DE KEEPERSTRAINER | TEKST: SJOERD MOSSOU | BEELD: PIM RAS
Vroeger had je Ray Clemence en daarna Bruce Grobbelaar bij Liverpool. Ze droegen een rood broekje, rode kousen en daarboven – nu komt het – een deftige, diepgroene keeperstrui. (Het was nog net de tijd dat keepers geen shirts droegen, maar ‘truien’.)
Het meest iconische aan die Liverpooltenues, was dat alleen de trui afweek van de veldspelers. Het was een wat onlogische combinatie bovendien, dicht tegen vloeken aan: rood en groen. In de meeste gevallen geen gezicht.
Toch had dit juist iets erg stijlvols en stoers. In Engeland zag je het bij meer clubs, veel Britse keepers in de jaren zeventig en tachtig droegen gewoon spelersbroekjes en spelerskousen (Peter Shilton! Neville Southall!).
Maar in mijn beleving sprongen de keepers van Liverpool er ver bovenuit. Bij dat rode broekje oogde de trui nóg wat dieper, donkerder groen. De legendarische Kop maakte het plaatje compleet: een roodgekleurde staantribune, en dan Clemence turend in de regen, in dat weergaloze, warme groen van hem. De groene keeperstrui is vrij zeldzaam geworden.

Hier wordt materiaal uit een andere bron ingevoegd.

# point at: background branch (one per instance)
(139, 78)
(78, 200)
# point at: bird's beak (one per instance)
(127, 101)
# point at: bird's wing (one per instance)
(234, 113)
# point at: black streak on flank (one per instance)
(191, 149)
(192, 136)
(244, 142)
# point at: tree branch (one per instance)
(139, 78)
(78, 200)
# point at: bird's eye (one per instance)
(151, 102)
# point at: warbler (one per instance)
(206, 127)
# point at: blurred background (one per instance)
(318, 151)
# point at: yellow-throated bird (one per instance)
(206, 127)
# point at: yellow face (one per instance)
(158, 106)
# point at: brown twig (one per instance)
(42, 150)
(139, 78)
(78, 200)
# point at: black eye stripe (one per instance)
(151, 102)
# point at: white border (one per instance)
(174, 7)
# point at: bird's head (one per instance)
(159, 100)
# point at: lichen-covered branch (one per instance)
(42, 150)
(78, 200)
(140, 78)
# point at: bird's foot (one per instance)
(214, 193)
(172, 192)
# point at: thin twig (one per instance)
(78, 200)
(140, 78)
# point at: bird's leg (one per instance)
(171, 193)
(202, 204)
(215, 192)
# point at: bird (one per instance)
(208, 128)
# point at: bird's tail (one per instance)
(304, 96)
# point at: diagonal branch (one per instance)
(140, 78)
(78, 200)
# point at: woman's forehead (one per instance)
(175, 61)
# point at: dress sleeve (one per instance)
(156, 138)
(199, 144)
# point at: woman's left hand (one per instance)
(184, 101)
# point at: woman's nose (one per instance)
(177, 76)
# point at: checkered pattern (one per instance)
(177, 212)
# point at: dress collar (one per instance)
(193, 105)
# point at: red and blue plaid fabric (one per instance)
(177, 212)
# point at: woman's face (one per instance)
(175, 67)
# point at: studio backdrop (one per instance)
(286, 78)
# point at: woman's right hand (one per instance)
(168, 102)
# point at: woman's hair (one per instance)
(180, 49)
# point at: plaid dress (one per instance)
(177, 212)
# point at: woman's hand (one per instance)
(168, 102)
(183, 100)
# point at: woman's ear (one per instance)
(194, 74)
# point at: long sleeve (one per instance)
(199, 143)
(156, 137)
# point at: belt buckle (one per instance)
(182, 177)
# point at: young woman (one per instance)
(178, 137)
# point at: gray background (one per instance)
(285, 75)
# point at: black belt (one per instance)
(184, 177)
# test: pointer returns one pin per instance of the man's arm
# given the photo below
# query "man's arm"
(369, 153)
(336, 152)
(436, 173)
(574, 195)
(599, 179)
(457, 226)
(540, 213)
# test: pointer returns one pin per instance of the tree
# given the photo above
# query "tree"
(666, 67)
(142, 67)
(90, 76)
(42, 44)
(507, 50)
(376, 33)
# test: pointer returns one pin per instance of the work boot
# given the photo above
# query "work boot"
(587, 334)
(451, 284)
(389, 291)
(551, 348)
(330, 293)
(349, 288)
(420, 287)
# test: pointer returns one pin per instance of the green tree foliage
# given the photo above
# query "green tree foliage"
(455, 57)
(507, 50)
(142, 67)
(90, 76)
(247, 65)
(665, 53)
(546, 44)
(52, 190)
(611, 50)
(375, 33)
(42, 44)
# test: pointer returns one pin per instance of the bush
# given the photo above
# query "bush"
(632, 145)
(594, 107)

Ze zijn er nog wel: Lars Unnerstall bij FC Twente draagt graag groene shirts, maar laat om onbegrijpelijke redenen de kans liggen om all the way ‘Liverpool’ te gaan: hij draagt er een saai groen broekje en groene kousen bij.
Hetzelfde geldt voor Jasper Cillessen bij NEC, al komt de kleur van dat tenue wel redelijk in de buurt van het klassieke groen van Clemence en Grobbelaar. (Het mag nog één tintje donkerder.)
Maar veruit de meeste groene keepersshirts zijn tegenwoordig veel te fel of juist te flets gekleurd. Andries Noppert speelde bij Oranje op het WK in een hysterisch soort appeltjesgroen. Bij Ajax dragen de keepers ook vaak groen, maar veel te licht van kleur. Alleen bij André Onana had dat iets imposants, Maarten Stekelenburg en Remko Pasveer verbleken juist.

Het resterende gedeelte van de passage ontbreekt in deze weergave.